Unfortunately something else was wrong. After a lengthy install, the SP1 installer started rollback without so much as a warning dialog, and then exited declaring that a fatal error had occurred. I looked at the logs

I rebooted, tried again, same result.

I was about to trawl the forums, but thought I should try running Visual Studio 2010 again, just in case. Everything was fine.

image

Logic tells me that the SP1 “rollback” was not quite a rollback, since it fixed the problem. Then again, bear in mind that it was rolling back the reapplication of the service pack which is different from the usual rollback scenario.
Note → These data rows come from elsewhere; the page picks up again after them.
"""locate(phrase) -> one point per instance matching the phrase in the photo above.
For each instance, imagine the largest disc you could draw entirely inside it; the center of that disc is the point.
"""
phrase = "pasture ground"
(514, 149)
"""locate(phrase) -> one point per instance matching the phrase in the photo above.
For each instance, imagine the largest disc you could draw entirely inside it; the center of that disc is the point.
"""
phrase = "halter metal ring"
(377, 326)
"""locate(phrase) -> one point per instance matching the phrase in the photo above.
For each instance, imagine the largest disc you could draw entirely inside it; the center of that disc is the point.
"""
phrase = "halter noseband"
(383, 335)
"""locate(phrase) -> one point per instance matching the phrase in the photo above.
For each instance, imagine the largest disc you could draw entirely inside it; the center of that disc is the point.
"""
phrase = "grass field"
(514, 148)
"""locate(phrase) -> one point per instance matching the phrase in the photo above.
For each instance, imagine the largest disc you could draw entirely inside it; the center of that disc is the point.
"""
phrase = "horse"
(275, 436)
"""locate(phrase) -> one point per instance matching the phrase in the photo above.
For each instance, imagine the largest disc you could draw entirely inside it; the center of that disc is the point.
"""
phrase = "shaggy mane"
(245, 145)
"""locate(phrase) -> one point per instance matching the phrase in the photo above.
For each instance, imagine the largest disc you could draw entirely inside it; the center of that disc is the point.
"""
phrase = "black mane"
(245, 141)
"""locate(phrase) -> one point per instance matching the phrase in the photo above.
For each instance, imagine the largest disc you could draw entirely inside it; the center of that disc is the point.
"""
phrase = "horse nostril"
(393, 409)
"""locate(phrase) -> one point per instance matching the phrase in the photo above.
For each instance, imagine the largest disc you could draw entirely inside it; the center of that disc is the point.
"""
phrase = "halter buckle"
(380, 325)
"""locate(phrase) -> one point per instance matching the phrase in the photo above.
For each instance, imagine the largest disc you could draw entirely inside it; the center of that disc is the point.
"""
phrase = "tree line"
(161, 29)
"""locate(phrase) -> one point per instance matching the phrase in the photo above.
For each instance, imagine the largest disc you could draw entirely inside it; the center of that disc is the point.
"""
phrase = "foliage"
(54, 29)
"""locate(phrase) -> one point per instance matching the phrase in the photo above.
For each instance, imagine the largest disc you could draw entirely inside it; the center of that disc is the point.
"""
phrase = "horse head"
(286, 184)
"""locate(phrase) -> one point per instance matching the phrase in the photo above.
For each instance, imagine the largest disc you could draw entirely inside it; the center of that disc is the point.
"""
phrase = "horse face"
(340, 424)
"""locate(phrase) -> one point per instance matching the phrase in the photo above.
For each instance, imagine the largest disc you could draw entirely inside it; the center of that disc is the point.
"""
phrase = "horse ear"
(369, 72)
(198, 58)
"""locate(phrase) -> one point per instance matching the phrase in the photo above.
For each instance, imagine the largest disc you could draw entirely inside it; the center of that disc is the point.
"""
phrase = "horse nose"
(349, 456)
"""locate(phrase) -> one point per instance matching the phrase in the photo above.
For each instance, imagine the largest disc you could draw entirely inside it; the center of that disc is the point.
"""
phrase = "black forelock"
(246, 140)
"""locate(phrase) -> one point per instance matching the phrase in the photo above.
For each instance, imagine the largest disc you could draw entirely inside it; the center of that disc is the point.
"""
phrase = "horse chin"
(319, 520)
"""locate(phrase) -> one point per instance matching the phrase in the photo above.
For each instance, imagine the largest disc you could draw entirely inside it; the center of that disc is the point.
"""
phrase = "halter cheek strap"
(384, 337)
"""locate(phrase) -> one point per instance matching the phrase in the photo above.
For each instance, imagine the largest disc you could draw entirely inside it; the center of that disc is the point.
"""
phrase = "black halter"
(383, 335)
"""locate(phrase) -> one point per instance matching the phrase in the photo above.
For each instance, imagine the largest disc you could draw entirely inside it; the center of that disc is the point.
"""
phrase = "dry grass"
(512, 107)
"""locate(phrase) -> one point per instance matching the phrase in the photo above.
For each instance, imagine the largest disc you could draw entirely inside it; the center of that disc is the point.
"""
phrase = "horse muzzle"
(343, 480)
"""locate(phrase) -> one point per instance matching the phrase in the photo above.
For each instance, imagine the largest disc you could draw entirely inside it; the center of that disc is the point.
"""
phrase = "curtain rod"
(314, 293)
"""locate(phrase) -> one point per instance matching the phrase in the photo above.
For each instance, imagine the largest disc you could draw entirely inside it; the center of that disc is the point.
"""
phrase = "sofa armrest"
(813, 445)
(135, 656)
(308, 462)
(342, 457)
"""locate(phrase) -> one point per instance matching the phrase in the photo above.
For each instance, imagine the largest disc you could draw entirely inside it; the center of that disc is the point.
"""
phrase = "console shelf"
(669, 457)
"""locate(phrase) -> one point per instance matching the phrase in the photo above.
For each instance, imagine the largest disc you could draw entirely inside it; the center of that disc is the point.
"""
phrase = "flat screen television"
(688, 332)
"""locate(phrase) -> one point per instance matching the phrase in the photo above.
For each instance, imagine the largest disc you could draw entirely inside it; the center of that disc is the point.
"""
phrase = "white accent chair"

Visual Studio, .NET, myriad SDKs that each get updated at different times, developers who download and install these in an unpredictable order … it is not surprising that it goes wrong sometimes; in fact it is surprising that it does not go wrong more often. So I guess I should not beat up Microsoft too much about this. Even so this was an unwelcome reminder of a problem I have not seen much in the last few years, other then with beta installs which play by different rules.

Single sign-on from Active Directory to Windows Azure: big feature, still challenging

Microsoft has posted a white paper setting out what you need to do in order to have users who are signed on to a local Windows domain seamlessly use an Azure-hosted application, without having to sign in again.

I think this is a huge feature. Maintaining a single user directory is more secure and more robust than efforts to synchronise a local directory with a cloud-hosted directory, and this is a point of friction when it comes to adopting services such as Google Apps or Salesforce.com. Single sign-on with federated directory services takes that away. As an application developer, you can write code that looks the same as it would for a locally deployed application, but host it on Azure.

There is also a usability issue. Users hate having to sign in multiple times, and hate it even more if they have to maintain separate username/password combinations for different applications (though we all do).

The white paper explains how to use Active Directory Federation Services (ADFS) and Windows Identity Foundation (WIF, part of the .NET Framework) to achieve both single sign-on and access to user data across local network and cloud.

image

The snag? It is a complex process. The white paper has a walk-through, though to complete it you also need this guide on setting up ADFS and WIF. There are numerous steps, some of which are not obvious. Did you know that “.NET 4.0 has new behavior that, by default, will cause an error condition on a page request that contains a WS-Federation authentication token”?

Of course dealing with complexity is part of the job of a developer or system administrator. Then again, complexity also means more to remember and more to troubleshoot, and less incentive to try it out.

One of the reasons I am enthusiastic about Windows Small Business Server Essentials (codename Aurora) is that it promises to do single sign-on to the cloud in a truly user-friendly manner. According to a briefing I had from SBS technical product manager Michael Leworthy, cloud application vendors will supply “cloud integration modules,” connectors that you install into your SBS to get instant single sign-on integration.

SBS Essentials does run ADFS under the covers, but you will not need a 35-page guide to get it working, or so we are promised. I admit, I have not been able to test this feature yet, and aside from Microsoft’s BPOS/Office 365 I do not know how many online applications will support it.

Still, this is the kind of thing that will get single sign-on with Active Directory widely adopted.

Consider FaceBook Connect. Register your app with Facebook; write a few lines of JavaScript and PHP; and you can achieve the same results: single sign-on and access to user account information. Facebook knows that to get wide adoption for its identity platform it has to be easy to implement.

On Microsoft’s platform, another option is to join your Azure instance to the local domain. This is a feature of Azure Connect, currently in beta.

Are you using ADFS, with Azure or another platform? I would be interested to hear how it is going.